HISTORICAL NOTES TO ACT SECOND.

(A) _----the man that was his bedfellow,_] So, Holinshed: "The said Lord Scroop was in such favour with the king, that he admitted him sometimes to be his _bedfellow_." The familiar appellation, of _bedfellow_, which appears strange to us, was common among the ancient nobility. There is a letter from the sixth Earl of Northumberland (still preserved in the collection of the present duke), addressed "To his beloved cousin, Thomas Arundel," &c., which begins "_Bedfellow_, after my most haste recommendation." --_Steevens_.

This unseemly custom continued common till the middle of the last century, if not later. Cromwell obtained much of his intelligence, during the civil wars, from the mean men with whom he slept. --_Malone_.

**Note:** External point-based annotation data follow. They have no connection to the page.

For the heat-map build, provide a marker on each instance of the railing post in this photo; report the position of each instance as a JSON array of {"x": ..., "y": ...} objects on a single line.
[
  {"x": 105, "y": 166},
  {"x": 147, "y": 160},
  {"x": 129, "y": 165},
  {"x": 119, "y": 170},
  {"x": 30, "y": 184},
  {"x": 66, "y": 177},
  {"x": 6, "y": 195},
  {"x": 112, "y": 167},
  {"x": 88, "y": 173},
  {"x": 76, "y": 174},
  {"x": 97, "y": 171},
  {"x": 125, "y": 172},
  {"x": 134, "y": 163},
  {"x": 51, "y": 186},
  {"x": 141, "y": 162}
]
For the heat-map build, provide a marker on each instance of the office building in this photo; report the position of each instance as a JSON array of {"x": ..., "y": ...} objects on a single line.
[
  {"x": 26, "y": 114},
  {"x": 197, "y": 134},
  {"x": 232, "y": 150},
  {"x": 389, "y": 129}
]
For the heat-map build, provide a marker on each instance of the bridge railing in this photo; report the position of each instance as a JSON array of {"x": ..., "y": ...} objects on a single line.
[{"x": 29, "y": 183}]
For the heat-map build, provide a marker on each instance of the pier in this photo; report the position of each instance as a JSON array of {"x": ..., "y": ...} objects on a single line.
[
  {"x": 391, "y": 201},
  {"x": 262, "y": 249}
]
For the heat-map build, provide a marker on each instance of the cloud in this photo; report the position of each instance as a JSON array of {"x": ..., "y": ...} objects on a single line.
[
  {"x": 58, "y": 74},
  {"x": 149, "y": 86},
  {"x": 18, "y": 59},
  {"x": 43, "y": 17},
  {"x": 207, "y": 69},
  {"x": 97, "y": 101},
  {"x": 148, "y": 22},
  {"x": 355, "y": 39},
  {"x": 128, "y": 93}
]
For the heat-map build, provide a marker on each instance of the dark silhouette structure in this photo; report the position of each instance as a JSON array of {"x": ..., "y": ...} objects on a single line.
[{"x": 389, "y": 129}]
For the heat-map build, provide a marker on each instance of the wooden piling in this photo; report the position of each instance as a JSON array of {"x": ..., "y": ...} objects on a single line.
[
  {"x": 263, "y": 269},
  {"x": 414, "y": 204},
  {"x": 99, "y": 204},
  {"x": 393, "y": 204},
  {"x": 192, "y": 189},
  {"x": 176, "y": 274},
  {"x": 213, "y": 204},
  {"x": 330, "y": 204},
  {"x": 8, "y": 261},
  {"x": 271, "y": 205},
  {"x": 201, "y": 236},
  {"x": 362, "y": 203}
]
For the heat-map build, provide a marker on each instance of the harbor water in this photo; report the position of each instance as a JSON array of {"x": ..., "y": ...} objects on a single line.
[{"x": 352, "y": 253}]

After the battle of Dreux, 1562, the Prince of Conde slept in the same bed with the Duke of Guise; an anecdote frequently cited, to show the magnanimity of the latter, who slept soundly, though so near his greatest enemy, then his prisoner. --_Nares._

(B) _For me,--the gold of France did not seduce;_] Holinshed observes, "that Richard, Earl of Cambridge, did not conspire with the Lord Scroop and Thomas Grey, for the murdering of King Henry to please the French king, but only to the intent to exalt to the crown his brother-in-law Edmund, Earl of March, as heir to Lionel, Duke of Clarence; after the death of which Earl of March, for divers secret impediments not able to have issue, the Earl of Cambridge was sure that the crown should come to him by his wife, and to his children of her begotten; and therefore (as was thought), he rather confessed himself for need of money to be corrupted by the French king, than he would declare his inward mind, &c., which if it were espied, he saw plainly that the Earl of March should have tasted of the same cup that he had drunk, and what should have come to his own children he merely doubted, &c."

A million of gold is stated to have been given by France to the conspirators.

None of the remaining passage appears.